Each of us contains within ourselves a base fear for the country and the government. For some people, it's the fear that the government will take their guns away. For some, it's that the government will herd minorities into slave and death camps, or that free speech will be abolished, or the gap between rich and poor will grow unsustainable. For some, it's that lazy indigents will get a free ride on their hard-earned tax dollars, or that millions of unborn babies will be killed yearly. And so forth; each has a nightmare scenario; for some people, they are living that nightmare.

These fears are installed early, and are the post powerful political motivators on the planet. The point about these fears is that they're not really rational, in that they are installed in us psychologically at a young age rather than the result of a bipartisan debate. As the descendent of Holocaust survivors, you can imagine my nightmare scenario for a democratic government–and these fears were practically inborn. Did you know there is an excellent chance that you have the same party affiliation your father had when you were 15? (In a smaller number of cases, your values may be the diametric opposite of those views, which is another version of the above).

The flipside of fears are hopes, and those hopes are called "values." Politically speaking, values are what each person considers inviolable principles. Everything else is a matter of expedience, really. In our two-party system, you vote for the lesser of two evils, so we choose the one who threatens our values the least.

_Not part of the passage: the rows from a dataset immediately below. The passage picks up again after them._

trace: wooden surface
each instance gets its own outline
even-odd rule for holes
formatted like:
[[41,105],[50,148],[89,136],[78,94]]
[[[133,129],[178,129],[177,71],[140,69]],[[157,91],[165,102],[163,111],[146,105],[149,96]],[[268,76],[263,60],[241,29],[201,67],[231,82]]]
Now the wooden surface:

We all have a base set of assumptions, which are rooted in our fears. We build our universes around them. I have long maintained that people are more alike than they are different, but I mean it in this very specific way. In "The Fog of War," McNamara talks about the importance of "empathizing with the enemy." It's a crucial step towards a real understanding of politics. Once you realize your enemy is much like yourself save for a different set of axioms, you can make progress, in either war, or peace. Everybody's built the same, just using different parts.

For example, if you value security (as many suburban GOP voters do), the administration has likely played upon your fears with great success (even while they do everything they can to destabilize the world and our military). Consider the demographic footprint of 'Red' and 'Blue'–note that the greatest targets (i.e., urban areas like New York and DC) for terrorist attacks are always 'Blue', while the least likely targets are mostly 'Red.' What's really interesting is that the same fears which motivated suburbanites and exurbanites or their ancestors to move away from the cities linger on in their consciousnesses. The people who were behind the wars were seldom real targets in their own right (which allowed them to be cavalier about sending troops to fight for our supposed values). We know they're behind the war because they're not in front of it; the war is a policy point that few Republicans outside of PNAC are really wedded to, but can easily support without it costing them anything.

Consider an issue like "states' rights." Unless you're the governor, the words "states' rights" are necessarily a canard, a mask for your real agenda. Notice how when a party is out of power they take up the states' rights banner as quickly as they put it down again when they return to office? It's not an accident. Very few people take the issue seriously, which is why the states' rights agenda is such a useful and flexible tool.

To identify someone's fear (as good political operatives are trained to do) you can use that fear as a fulcrum for your agenda, which in itself is mutable as long as it includes your base fear.